Speaking about her inspiration for the work, Kusama said: “London is a huge metropolis where people of all cultures are constantly moving. The spheres symbolise unique individuals, and the supporting curved lines allow us to represent the basic social structure.”

For this monumental, site-specific work, Kusama expanded the use of her signature polka dots into interlocking forms that interact with and define the public spaces outside the new entrance to the Elizabeth Line’s Liverpool Street station. These dynamic, serpentine arches were created intuitively by Kusama, hand-twisting wire on original models to create the artwork.

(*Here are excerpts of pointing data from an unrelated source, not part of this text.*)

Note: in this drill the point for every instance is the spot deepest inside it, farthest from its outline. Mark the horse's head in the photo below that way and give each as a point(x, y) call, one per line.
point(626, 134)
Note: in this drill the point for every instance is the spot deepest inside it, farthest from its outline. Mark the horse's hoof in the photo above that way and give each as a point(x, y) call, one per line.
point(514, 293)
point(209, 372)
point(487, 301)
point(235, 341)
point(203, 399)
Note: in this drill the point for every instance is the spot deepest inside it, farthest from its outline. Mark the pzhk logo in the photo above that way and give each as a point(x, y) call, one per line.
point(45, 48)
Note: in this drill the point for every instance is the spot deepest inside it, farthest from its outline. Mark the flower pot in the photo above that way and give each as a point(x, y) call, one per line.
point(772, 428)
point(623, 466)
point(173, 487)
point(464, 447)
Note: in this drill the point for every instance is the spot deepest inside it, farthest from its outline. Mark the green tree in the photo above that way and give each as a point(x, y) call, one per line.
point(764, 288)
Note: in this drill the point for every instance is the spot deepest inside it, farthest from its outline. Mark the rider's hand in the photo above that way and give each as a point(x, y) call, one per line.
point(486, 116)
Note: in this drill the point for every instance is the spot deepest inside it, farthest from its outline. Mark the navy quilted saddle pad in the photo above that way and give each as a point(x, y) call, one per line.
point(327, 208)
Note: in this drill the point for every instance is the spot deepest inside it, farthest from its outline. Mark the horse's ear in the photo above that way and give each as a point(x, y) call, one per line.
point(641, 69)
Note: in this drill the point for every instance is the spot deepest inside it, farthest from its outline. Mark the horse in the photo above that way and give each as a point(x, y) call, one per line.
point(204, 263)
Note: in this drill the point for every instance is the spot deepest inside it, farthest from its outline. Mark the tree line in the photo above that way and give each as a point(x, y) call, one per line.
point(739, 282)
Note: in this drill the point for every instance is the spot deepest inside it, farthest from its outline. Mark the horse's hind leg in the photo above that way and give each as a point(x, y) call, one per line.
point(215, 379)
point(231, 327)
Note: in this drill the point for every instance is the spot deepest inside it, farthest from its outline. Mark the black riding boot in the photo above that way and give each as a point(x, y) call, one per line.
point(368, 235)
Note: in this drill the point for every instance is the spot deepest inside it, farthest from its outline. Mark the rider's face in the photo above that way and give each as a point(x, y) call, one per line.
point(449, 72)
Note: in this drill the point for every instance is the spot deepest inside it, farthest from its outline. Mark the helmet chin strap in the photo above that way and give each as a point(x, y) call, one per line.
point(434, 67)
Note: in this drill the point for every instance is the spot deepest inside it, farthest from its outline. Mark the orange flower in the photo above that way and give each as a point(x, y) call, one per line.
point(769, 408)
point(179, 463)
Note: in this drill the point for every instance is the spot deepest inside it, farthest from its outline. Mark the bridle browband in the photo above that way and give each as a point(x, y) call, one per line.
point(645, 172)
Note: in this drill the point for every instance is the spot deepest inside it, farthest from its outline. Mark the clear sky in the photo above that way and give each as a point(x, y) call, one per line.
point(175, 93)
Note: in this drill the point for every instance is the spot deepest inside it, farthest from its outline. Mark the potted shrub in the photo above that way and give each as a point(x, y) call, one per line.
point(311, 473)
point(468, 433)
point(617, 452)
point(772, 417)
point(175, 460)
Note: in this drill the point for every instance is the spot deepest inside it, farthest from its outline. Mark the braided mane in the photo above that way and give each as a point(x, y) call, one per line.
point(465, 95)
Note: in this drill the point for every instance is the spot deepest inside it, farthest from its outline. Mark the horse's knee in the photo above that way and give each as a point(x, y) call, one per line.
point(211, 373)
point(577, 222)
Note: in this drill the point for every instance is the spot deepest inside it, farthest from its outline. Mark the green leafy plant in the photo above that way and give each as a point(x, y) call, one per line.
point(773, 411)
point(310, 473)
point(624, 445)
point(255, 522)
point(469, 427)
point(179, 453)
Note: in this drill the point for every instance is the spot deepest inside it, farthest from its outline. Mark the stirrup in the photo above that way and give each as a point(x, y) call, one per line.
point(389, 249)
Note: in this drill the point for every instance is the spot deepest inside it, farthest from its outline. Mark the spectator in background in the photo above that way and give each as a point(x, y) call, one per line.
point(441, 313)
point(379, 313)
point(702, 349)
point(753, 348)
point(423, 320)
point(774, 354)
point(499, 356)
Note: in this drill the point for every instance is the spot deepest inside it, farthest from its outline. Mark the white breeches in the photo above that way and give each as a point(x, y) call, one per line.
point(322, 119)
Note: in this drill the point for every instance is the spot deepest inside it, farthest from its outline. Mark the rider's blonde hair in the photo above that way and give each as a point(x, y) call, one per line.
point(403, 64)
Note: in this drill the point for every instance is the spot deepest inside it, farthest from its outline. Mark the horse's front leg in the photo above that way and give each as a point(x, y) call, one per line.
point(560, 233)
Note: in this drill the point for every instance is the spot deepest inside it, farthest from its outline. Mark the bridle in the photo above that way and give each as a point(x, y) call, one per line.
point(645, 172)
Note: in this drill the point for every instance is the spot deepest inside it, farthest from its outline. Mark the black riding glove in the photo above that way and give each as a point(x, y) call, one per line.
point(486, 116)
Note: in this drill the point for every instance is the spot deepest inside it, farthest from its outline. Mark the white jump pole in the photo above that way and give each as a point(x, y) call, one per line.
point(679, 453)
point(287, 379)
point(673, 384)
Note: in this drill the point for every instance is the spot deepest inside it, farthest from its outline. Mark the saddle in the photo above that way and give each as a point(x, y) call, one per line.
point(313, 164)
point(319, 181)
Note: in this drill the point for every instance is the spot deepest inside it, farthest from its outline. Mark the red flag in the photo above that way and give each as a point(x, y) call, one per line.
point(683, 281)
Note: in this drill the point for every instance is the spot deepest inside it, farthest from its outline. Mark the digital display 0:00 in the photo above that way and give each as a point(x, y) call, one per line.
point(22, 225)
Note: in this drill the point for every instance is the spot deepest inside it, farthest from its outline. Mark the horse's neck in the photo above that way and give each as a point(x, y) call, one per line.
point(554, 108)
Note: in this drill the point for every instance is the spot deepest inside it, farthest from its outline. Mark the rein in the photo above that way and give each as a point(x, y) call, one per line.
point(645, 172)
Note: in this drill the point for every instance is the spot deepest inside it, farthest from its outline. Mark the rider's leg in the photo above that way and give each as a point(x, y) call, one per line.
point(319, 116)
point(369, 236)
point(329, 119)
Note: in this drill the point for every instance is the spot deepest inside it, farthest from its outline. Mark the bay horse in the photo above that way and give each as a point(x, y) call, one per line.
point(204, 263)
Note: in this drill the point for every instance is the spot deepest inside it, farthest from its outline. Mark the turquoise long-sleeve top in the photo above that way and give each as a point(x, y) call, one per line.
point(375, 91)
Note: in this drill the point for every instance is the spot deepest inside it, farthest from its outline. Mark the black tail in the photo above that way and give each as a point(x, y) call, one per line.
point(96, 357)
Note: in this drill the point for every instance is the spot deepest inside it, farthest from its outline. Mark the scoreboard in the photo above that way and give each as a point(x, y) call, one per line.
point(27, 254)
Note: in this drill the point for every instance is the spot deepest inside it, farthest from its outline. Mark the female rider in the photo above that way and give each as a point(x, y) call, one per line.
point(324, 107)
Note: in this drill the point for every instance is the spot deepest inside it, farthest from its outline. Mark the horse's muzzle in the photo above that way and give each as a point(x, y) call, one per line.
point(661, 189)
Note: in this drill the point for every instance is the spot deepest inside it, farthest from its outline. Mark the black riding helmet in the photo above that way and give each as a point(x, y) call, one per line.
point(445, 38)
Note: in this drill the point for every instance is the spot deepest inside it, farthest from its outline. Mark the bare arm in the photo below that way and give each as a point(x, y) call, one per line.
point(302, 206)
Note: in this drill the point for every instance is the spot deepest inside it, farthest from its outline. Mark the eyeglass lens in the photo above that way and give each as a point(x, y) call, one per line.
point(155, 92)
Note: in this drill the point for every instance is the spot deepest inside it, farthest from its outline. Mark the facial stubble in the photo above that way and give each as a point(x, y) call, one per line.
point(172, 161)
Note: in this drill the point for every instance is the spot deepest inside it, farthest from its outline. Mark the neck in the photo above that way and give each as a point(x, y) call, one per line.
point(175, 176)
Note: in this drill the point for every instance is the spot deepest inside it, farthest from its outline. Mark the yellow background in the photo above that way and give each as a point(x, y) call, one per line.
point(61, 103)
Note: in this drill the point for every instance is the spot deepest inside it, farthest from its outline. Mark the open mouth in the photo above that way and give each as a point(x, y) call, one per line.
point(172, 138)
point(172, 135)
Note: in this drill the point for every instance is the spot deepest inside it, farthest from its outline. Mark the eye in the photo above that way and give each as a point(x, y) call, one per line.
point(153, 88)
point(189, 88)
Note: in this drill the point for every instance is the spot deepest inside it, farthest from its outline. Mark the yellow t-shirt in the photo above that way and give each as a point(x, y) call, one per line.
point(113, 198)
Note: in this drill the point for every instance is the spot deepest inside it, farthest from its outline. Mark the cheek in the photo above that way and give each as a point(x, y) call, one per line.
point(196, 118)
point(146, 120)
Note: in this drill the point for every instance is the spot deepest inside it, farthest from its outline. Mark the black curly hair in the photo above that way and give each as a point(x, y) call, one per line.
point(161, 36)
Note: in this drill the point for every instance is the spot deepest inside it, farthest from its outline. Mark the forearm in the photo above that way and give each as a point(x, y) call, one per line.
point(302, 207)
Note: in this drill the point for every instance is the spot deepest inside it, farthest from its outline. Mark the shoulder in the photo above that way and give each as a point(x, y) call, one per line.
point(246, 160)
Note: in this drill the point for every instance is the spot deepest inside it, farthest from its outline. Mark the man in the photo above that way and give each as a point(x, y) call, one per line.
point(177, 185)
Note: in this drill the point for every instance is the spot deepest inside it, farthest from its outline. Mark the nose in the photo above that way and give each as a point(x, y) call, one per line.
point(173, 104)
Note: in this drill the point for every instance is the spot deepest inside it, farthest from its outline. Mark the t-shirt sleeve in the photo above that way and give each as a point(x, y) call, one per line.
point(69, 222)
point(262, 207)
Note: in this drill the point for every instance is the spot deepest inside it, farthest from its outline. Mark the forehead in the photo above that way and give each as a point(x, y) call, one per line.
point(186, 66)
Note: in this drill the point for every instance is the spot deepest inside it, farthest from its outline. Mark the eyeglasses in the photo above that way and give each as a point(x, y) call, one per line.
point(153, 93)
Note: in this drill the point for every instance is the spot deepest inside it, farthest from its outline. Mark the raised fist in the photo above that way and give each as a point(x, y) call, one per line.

The Infinite Cluster is over 10 metres high and 12 metres wide, covering an area of ​​approximately 100 metres in length. Its glittering silver spheres hover above the ground and are highly polished, reflecting everything around them. This dynamic, highly reflective architectural form, reflecting the viewer and the world around it, signifies the endless accumulation of both individual and collective experience in the changing spaces of London’s urban landscape.

Yayoi Kusama, born in rural Japan in 1929, later became a prominent figure in New York’s highly innovative post-AbEx art scene of the 1960s. Endlessly repeating polka dots were one of her obsessions from childhood, representing the way we are all connected to something universal.